36 stars 7 forks source link

I have quick questions for training #2

Closed Wooho-Moon closed 2 years ago

Wooho-Moon commented 2 years ago

Thanks for your awesome works. I just would like to train model with Kinetics-Skeleton data. I download Kinetics-Skeleton, preprocess that data and generate the bone and the joint data with tools. then, I am capable of obtaining train_data_joint.npy , train_data_Joint_motion.npy, train_data_bone.npy and train_data_bone_motion.npy When i am about to run run.sh script for training, i should change the file named train.yaml.

but there is a component about data_path, i don't know what i choose the file among rain_data_joint.npy , train_data_Joint_motion.npy, train_data_bone.npy and train_data_bone_motion.npy.
What's the difference about them?
there are some files in data_gen folder: merge_joint_bone_data.py and merge_joint_motion_data.py. i would like to know the purpose and the usage of that files.

could you give me some advises?

czhaneva commented 2 years ago

For single stream, you can choose the train_data_joint.npy, it performs best.
You can know their exact meaning from Skeleton-Based Action Recognition with Multi-Stream Adaptive Graph Convolutional Networks
It merges two different data (joint and bone or motion) along the channel dimension, so the input_channel should change to 6, if you double the channels of the network, it should perform better than the score level fusion. If you have any other questions, feel free to put them here.

Wooho-Moon commented 2 years ago

Thanks for your reply :) I read the paper in your answer. I have another question.

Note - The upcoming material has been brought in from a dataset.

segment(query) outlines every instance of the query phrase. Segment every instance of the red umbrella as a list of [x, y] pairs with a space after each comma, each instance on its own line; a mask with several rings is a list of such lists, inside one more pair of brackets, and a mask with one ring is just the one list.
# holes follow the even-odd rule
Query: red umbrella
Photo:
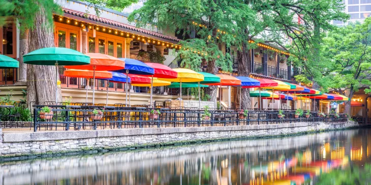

if i would like to recognize multiple people's action, how should i do? input data is merged by the mean function along the M dimension before passing through the FC layer. M means number of the person which has high energy. but it is merged...

Could u give me some advises?

czhaneva commented 2 years ago

Sorry, so far, skeleton behavior recognition only supports single-person action recognition or multi-person interaction action recognition. For your question (multiple person action recognition), I have two suggestions.

Detect and track the persons, then use pose estimation (e.g. openpose) to extract the skeleton sequences for each person, than recognize the actions with skeleton-based action recognition.
Maybe you should read the paper in Spatial-Temporal Action Detection, for example, MOC Hope this helps you~

Wooho-Moon commented 2 years ago

i appreciate for your reply. I already read the paper about MOC! anyway, really thanks again for your awesome work and answers! I try to do your recommendation in the frist manner.